If the plot is dominated by her very recognizable need for closure and absolution, the scientific implications of the early revelation hang over the emotional terrain in a strange and peculiar manner. The planet discovered by scientists is ostensibly a “duplicate,” or second Earth, called simply Earth 2, with early evidence confirming the necessary atmospheric conditions to sustain human existence.
In a stunning moment, glimpsed by Rhoda while watching television, government scientists trying to make contact with the other planet discover the mysterious new planet mirrors the precise activity of their own. The meanings and significance remain to sort out, but the consequences of time and space suggest the it houses an exact double.

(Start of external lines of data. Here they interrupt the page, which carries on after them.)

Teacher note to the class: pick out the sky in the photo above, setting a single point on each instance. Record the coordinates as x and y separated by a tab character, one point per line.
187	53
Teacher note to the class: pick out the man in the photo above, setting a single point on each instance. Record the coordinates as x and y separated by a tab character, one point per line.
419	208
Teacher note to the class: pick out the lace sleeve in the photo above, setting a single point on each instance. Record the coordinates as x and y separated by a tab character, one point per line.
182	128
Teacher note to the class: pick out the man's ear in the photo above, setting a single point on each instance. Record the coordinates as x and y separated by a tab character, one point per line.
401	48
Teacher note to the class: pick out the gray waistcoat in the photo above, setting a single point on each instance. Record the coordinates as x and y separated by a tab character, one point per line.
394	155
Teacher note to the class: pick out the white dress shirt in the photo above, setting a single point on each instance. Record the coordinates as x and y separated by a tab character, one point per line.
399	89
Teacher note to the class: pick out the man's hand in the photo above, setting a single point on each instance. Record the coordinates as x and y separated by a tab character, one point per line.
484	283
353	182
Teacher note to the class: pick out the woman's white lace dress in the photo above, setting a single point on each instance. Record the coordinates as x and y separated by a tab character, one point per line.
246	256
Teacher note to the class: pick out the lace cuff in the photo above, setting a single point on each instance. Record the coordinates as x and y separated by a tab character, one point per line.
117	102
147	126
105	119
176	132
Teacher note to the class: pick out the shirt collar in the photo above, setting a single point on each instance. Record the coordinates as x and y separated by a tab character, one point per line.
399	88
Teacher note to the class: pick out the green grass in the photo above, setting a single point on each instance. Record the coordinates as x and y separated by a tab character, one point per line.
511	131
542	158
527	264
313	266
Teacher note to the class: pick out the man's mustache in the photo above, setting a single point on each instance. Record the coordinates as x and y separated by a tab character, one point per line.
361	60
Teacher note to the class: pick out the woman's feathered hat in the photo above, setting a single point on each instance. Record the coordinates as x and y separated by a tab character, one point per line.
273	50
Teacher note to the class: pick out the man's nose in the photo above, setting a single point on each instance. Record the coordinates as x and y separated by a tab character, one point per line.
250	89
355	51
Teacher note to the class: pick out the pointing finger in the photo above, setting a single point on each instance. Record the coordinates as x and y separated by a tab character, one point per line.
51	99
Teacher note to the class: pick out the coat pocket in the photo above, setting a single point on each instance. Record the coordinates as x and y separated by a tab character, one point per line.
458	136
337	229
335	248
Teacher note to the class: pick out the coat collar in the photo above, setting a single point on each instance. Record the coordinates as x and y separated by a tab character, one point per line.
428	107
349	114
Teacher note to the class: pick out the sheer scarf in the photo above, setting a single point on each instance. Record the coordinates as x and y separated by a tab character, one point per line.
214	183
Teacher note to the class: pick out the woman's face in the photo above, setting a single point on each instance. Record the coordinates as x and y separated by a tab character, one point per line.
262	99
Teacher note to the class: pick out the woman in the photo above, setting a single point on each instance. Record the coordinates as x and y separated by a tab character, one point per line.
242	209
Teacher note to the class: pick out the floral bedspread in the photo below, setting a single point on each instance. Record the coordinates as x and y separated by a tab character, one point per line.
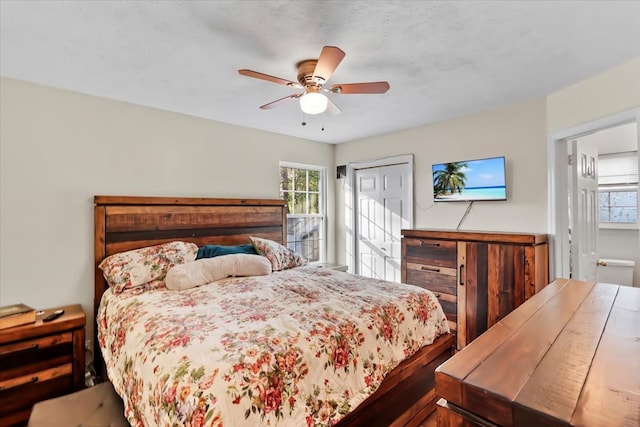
300	347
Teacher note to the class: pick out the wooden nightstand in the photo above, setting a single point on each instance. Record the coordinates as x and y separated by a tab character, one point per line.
40	361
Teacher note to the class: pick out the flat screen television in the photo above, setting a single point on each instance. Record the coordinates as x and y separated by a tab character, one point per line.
469	180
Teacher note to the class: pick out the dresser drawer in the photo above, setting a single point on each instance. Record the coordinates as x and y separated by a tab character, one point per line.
441	253
29	356
40	361
21	393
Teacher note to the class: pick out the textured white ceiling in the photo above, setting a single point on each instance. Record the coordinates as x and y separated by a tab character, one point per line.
443	59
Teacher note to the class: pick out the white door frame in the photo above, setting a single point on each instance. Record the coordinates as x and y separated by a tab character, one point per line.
351	195
558	213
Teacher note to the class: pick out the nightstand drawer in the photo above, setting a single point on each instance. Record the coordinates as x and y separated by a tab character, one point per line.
29	356
40	361
440	253
21	393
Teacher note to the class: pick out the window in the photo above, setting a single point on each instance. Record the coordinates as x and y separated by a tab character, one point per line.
618	189
303	188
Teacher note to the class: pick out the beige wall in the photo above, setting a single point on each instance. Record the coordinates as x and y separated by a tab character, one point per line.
613	91
517	132
58	149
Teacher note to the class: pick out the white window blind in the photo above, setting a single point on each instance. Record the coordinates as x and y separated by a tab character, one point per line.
618	168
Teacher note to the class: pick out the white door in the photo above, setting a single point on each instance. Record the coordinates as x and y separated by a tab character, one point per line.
383	204
584	210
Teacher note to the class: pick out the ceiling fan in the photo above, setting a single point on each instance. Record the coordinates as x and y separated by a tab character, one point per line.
312	77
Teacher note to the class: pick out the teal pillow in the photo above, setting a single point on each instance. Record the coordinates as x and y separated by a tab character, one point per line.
210	251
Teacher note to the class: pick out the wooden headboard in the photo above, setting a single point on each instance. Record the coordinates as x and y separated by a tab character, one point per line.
123	223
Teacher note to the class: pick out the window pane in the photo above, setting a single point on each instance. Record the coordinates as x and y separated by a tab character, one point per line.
302	189
288	197
303	237
623	215
300	204
603	215
286	178
301	179
618	206
624	198
314	203
603	199
314	180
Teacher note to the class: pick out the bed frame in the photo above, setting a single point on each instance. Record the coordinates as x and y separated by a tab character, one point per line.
405	398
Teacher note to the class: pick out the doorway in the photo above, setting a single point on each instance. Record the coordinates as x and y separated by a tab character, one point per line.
560	218
381	194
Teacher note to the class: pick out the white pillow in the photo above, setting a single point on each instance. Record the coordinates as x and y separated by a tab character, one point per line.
207	270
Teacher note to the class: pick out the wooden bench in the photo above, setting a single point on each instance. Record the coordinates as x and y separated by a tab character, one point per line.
569	356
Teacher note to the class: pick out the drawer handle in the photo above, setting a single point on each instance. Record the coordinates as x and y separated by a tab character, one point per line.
29	381
429	244
32	347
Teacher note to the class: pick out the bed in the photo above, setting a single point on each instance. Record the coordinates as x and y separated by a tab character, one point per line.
268	381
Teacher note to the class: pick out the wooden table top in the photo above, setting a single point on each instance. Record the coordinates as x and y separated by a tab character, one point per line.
570	355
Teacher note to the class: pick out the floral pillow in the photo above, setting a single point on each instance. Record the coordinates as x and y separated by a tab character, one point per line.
138	267
278	255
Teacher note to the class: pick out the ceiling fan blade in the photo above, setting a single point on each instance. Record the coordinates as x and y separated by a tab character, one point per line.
279	101
267	77
371	87
330	58
332	108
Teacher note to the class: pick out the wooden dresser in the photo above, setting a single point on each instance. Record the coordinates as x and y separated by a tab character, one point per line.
570	356
40	361
478	277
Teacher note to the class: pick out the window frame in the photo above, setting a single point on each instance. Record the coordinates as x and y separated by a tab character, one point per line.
620	225
322	202
612	186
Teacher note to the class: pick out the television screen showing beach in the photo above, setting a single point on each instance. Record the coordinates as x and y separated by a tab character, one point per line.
482	179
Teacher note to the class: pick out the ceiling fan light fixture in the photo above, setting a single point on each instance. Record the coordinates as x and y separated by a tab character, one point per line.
313	103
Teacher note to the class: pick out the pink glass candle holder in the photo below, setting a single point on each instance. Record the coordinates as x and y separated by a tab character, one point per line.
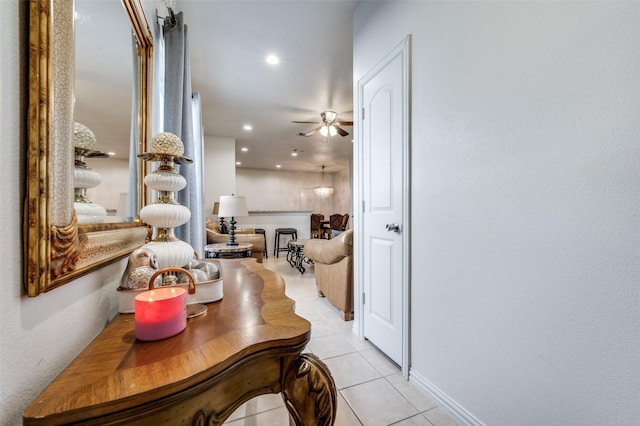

Despite the film’s low budget, Cahill demonstrates a breathtaking eye that draws on old fashioned effects, like an awesome shot of a surreal cloud formation where the opposite planet is observable. The movie has some spare though involving and beautiful imagery rendered through a deft combination of matte, visual, computer and animation effects.
The narrative suspense is accelerated by the interconnected movements of whether Rhoda is going to finally reveal her part in John’s tragedy and what that means to their evolving and increasingly tender emotional interaction. Consistent with the rest of the film, Rhoda’s redemption also takes two forms, whether she is going to confess to John and whether her participation in a national essay contest will enable her to take part in an inaugural interplanetary travel between the two spheres.
The two actors are quietly sensational, his combination of calm and torment sharply conveyed against her need for forgiveness. Cahill and Marling are both natural writers. Perhaps because she played so central a role in the script’s development, Marling emerges as a more complex and fully rounded character. Her monologue about a cosmonaut is particularly impressive.
Visually, consistent with the sorrowful undercurrents, the movie is drained of primary colors. Cahill works almost exclusively in shades of white, black and metallic grays. It is really a more a mediation on what lies beyond our grasp. The final passages are so quickly patched together, they are a bit confusing, and the movie ends very opaquely, allowing for a number of different interpretations.
What remains unquestioned is the talent and drive of the two principals, Mike Cahill and Brit Marling. Another Earth is an imperfect though vibrant illustration of their gifts.